First, let's convert the pressure of the N2 in the second cylinder to atm:
266.0 torr = 266.0/760 atm ≈ 0.350 atm
Next, let's calculate the number of moles of CH2O in the first cylinder:
Since the volume is given as 71.0 L and the pressure is given as 0.550 atm, we can rewrite the ideal gas law equation as n = PV/RT.
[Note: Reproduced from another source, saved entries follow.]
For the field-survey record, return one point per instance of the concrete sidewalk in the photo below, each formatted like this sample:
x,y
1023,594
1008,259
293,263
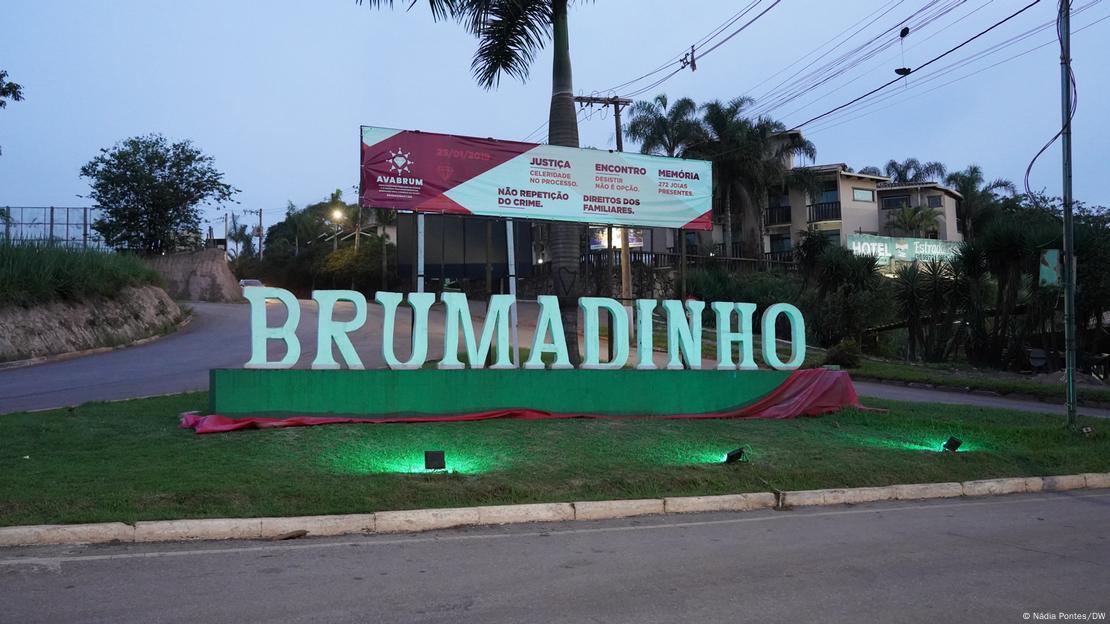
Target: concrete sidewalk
x,y
989,560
nCH2O = (0.550 atm)(71.0 L) / (0.0821 L·atm/(mol·K))(298 K)
≈ 16.50 mol
Now, let's determine the number of moles of N2 initially present in the second cylinder using the ideal gas law:
Since the volume is given as 1.50 L and the pressure is given as 0.350 atm, we can rewrite the ideal gas law equation as n = PV/RT.
nN2 = (0.350 atm)(1.50 L) / (0.0821 L·atm/(mol·K))(298 K)
≈ 0.0254 mol
When the valve is opened, the N2 from the second cylinder will mix with the CH2O in the first cylinder, resulting in a total volume of 72.50 L (71.0 L + 1.50 L).
To calculate the partial pressure of N2 after the valve is opened, we use the equation:
P₂ = (n₂ × R × T) / V₂,
where P₂ is the partial pressure of N2, n₂ is the number of moles of N2, R is the ideal gas constant, T is the temperature, and V₂ is the total volume.
P₂ = (0.0254 mol × 0.0821 L·atm/(mol·K) × 298 K) / 72.50 L
≈ 0.0111 atm
Therefore, the partial pressure of N2 when the valve is opened is approximately 0.0111 atm.